Even if we follow the Daily Charts for short-term swing or intraday trades, it’s helpful from time to time to assess the structure – and especially key levels – of the weekly charts of the ‘big three’ US Stock Market Indexes.
Let’s see what these higher timeframe charts are now saying about the broader stock market:
First, the S&P 500:
Of all the factors on the chart, I want to call your attention to three facts:
- Reversal Candles are forming into the upper Bollinger Band (especially the NASDAQ)
- Volume and Momentum are Clearly Diverging (see prior update)
- We’ve seen this situation before twice – as highlighted – so history may repeat
Let’s start with Fact #1:
The markets are clearly overextended and forming stall/reversal candles into the upper Bollinger (2 Standard Deviations above the 20 day average).
On the surface, this would be very bearish – or at least should give us pause from trading the bullish side – and that’s correct from a classical standpoint.
Keep this in mind as we review Fact #3 shortly.
Now, Fact #2:
Similarly, the price trend/rally is being undercut by declining momentum and volume – both of which have declined (formed lower highs) as price continued to new recovery highs. This is especially clear on the daily chart.

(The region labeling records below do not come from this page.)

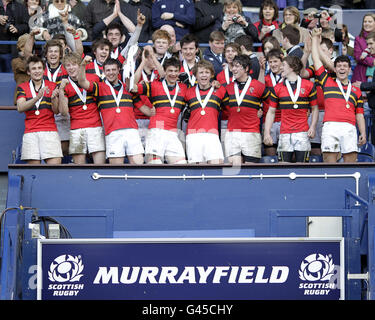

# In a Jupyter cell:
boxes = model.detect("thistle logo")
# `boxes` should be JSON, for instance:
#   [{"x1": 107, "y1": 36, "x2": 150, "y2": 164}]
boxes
[
  {"x1": 299, "y1": 253, "x2": 335, "y2": 281},
  {"x1": 298, "y1": 253, "x2": 337, "y2": 295},
  {"x1": 48, "y1": 254, "x2": 84, "y2": 282}
]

Our first goal is to assess the existence of a trend – which we clearly can label as “up” (in fact, I’ve been calling it a “Creeper Trend“) – and the second goal is to assess the health/strength of that trend.
Volume, Momentum, and Internals (participation) tend to be strongest at the START of a new trend and then trail off/diverge towards the latter part of a mature trend.
This brings us to Fact #3:
We’ve seen this game before and the outcome now could be similar to what we saw then.
Compare November 2011 to the current April (so far) peak in 2012 to the following prior rallies:
- July 2009 to January 2010
- September 2010 to January or February 2011
Would you describe these rallies as I have objectively defined the current rally?
“Overextended with negative divergences and (some) reversal candles into the upper Bollinger.”
I would describe them as very similar and I would point out one critical fact:
In both cases (the initial peak in January 2010 and February 2011) price pushed one more time to a new recovery high that defied all belief – or at least the majority belief.
- The peak of the late 2009 rally wasn’t in January, but in April 2010 just ahead of May’s Flash Crash.
- The peak of the late 2010 rally wasn’t February, but May 2011 which was about two months ahead of July/August’s collapse.
Fact #3 simply suggests that we may see another “repeat performance” of price continuing to surprise us to the upside… but not before an initial down-swing/retracement that will initially seem like – and may be – an intermediate top.
Anyway, keep these three facts in mind as you view the current Weekly Charts.
Here’s the Dow Jones which is similar in structure to the S&P 500:
For reference, I highlighted the sideways or consolidation period after the late 2009 rally and the late 2010 rally.
The implication – IF history repeats – is that the next few months could be turbulent yet contained within similar “Range Boundaries” that developed previously.
The NASDAQ – thanks in part to strength in Apple (AAPL) – has been the strongest of the ‘big three’ and is currently forming the clearest weekly ‘doji’ reversal candles:
The NASDAQ formed three weeks of reversal candles – dojis – into the upper Bollinger.
Just for fun, take a quick look near August 2009 to see three similar doji reversal candles into the upper Bollinger. Price continued higher in a stellar “Creeper Trend” or Positive Feedback Loop.
We saw three smaller doji candles in December 2010… yet once again price continued higher.
This is just a quick look at the Big Three US Stock Market Indexes with respect to recent history and indicator repetition (overbought/divergent rallies… which continue, consolidate, then crash).
Take a moment to study the past and monitor whether or not the present action continues to move similarly to the prior two examples as each day goes by.
As traders, we often have to juggle what’s actually happening (in price) with what “should” be happening (in indicators).